This EP gets better the more you listen to it. Homeboy Sandman’s second EP for Stones Throw, Chimera, proves to be a real head spinner. Listen to it for the first time and you might not understand the subject of each track. Listen to it twice, three times, and his lyrics weave themselves together — as if this is the way he intended.

Although only 6 tracks long, this EP covers a diverse range of subjects. Homeboy Sandman knows that he can reach further than the average “pop rapper”, and talk about a variety of subjects to create his art. Homeboy Sandman skilfully highlights issues that tend to be kept at a safe distance on other rap albums. He touches on corruption and police brutality, religion, and social politics, just for starters. Even in light of these weighty topics, Boy Sand has managed to craft an engaging and interestingly relatable EP.

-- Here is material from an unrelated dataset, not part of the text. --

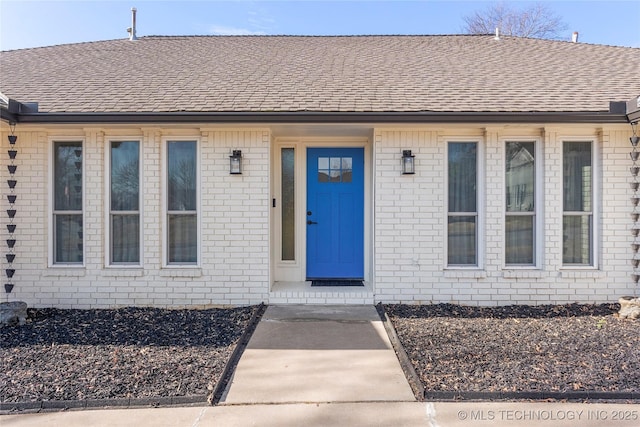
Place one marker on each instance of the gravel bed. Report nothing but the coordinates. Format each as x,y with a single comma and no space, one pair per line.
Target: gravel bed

Homeboy Sandman’s rhyme style is unorthodox to the point that you could forget it was a rap track and think you are listening to him simply unloading knowledge. This is part of his brilliance.

He can interlink each bar whilst keeping his lyrics unrestrictedly creative. Track 4, “Illuminati”, is the best representation of his rapping within this EP. The steady pace of the beat and his words work perfectly together. The entire track is in Homeboy Sandman’s peculiar, but beautifully capable, story-telling style. From track 1, “Look Out”, to track 6, “They Can’t Hang (Word to the Mother)”, Homeboy Sandman raps with great enthusiasm, personality and evident devotion. Each gives the listener a great insight into the MC’s mind and personality. The EP is distinguishable for the metaphorical signature that Homeboy injects from start to finish. It really does make it his, and create something that is encapsulating to listen to.

The album production comes from Mr. Familiar, Exile, J57, Navie D and 2 tracks produced by Paul White. However, the tone and speed of the EP doesn’t change dramatically. “Look Out”, “I Do Whatever I Want”, “Illuminati” and “Hold Your Head” are consistently atmospheric beats that are particularly well-suited for being played through speakers. The remaining 2 tracks — “Cops Get Scared of Me”, produced by Exile, and “They Can’t Hang (World to the Mother)”, produced by Paul White — are more experimental and playful, especially contrasting to Homeboy Sandman’s slow paced rhyming. Each track, however, keeps a repetitive beat that doesn’t over-shadow Sandman’s lyrical intricacy. This style of production works to compliment the artist’s content. The track becomes more about the words coming from his mouth and doesn’t allow listeners to discriminate and form an opinion on the track based on the beat. Each acts as a canvas to Homeboy’s lyrical art.

This EP overall, turns out a great listening experience. However, it is a particularly esoteric. The listener must be able to fully appreciate the gravity of the lyrics despite a sometimes-mundane flow and sluggish pace. Due to this, Chimera is great for experienced listeners with a wide range of rap knowledge and an open mind. But, would make it unappealing to part-time rap listeners. A criticism of the EP, although small, is it ends on the weakest track. 1-5 are generally consistent; however track 6 seems to break from the trend. He has a very distinctive style that needs to be tasted in its entirety to be understood. Chimera is an EP brimming with lyrical content that makes you engage, wonder, debate, agree and disagree. It truly rewards for repeated listening and gives you something different each time you hit that play button.